Introduction
Arnold Chiari malformations (ACM) are a group of anomalies with herniation of the cerebellum through the foramen magnum and downward displacement of the pons and the medulla. ACM type I (ACM-I) presents typically in adulthood with headache, pain in the neck and upper extremities, and other neurological features suggestive of increased intracranial pressure (ICP) and syringomyelia. Owing to paucity of the literature of ACM in pregnancy, no firm recommendations regarding management of labor and analgesia/anesthesia are available [1]. We describe a successful pregnancy outcome in a woman whose progressive symptoms of ACM were halted by surgical decompression in the second trimester of pregnancy.
Case Report
Mrs. P.D. aged 26 years (P1+0, L.I.-1, LCB-normal delivery 3 years back, LMP 25/02/08) attended antenatal OPD of our hospital at 12 weeks gestation with progressively increasing weakness of upper and lower extremities since about 1 year. On examination, she had motor weakness more in the upper than in the lower limbs with ataxic gait and without any sensory loss or higher function impairment. MRI of brain showed the descent of cerebellar tonsil and medulla (Figs. 1 and 2) through the foramen magnum favoring a diagnosis of ACM type I. She was advised decompression surgery by the neurosurgical team but she refused surgery and was lost to follow up. However, as her symptoms gradually deteriorated, she consulted another hospital (Bisuddhananda Hospital, Kolkata) where she was given the same advice. On 07/24/2008, she underwent decompression of foramen magnum with removal of posterior arch of first and second cervical vertebrae and duroplasty with gelatin patch, under general anesthesia in that hospital with perioperative tocolysis with ritordine. After the operation, she partially recovered from her motor weakness. Eventually, she turned up for antenatal care again to our hospital. An USG revealed that her gestations were corresponding to her dates and her fetus had no anomaly. Her antenatal visits were regular and uneventful other than her unstable lie which later became transverse lie at term. She received iron, folic acid, and calcium supplementation. Her motor weakness did not deteriorate further all through the rest of pregnancy. There were no other signs and symptoms of increased ICP.
Fig. 1.

Herniation of cerebellar tonsil through foramen magnum
Fig. 2.
Loss of gyri of cerebellum
She was admitted at term, and elective LSCS was planned due to transverse lie. The case was thoroughly discussed with the department of anesthesia and neurosurgery. As the patient had decompression surgery and no features of increased ICP, spinal anesthesia was planned. The unlikely possibility of tentorial herniation with bulbar compression requiring urgent surgical intervention and chances of further peripheral neurological impairment of lower limbs after spinal anesthesia was discussed with the patient by the neurosurgical team, and the patient accepted spinal anesthesia after properly understanding it. A healthy female baby of 2.7 kg was delivered by LSCS on 12/03/2008. She was administered spinal anesthesia with 27 gauze needle with hyperbaric bupivacaine and fentanyl. The procedure was uneventful.
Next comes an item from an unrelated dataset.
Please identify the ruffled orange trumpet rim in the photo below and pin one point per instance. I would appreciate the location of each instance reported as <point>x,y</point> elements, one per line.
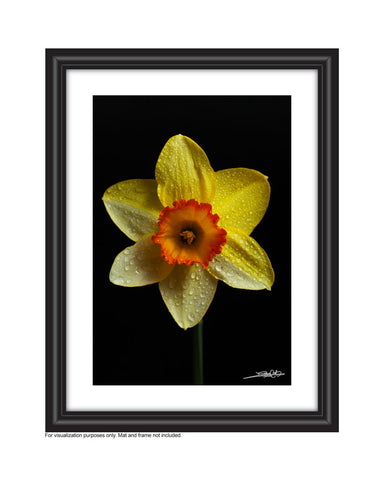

Postoperatively her neurological status was closely monitored, and there was no exacerbation. Her postoperative recovery was uneventful, and she was discharged after 7 days with her residual motor weakness of her lower limbs. She had an uneventful puerperium and had satisfactory follow up after 3 months.
Discussion
The obstetric and anesthetic management of women with ACM-I remains a dilemma as it has been scarcely reviewed because of paucity of cases, and no uniform recommendations regarding mode of delivery (vaginal vs. abdominal) and choice of anesthesia (regional vs. general) is available. Vaginal operative delivery without maternal voluntary expulsive efforts under epidural analgesia has been reported in patients of ACM-I especially in the 2nd stage of labor [2]. However, in most reviews, patients were delivered by planned LSCS. Spinal anesthesia has been safely used in most of the surgically decompressed cases of ACM-I [3].
In conclusion, this article emphasizes the importance of a multidisciplinary and individualized approach in a pregnant woman with an uncommon, non-pregnancy-specific disorder like ACM-I which an obstetrician seldom comes across.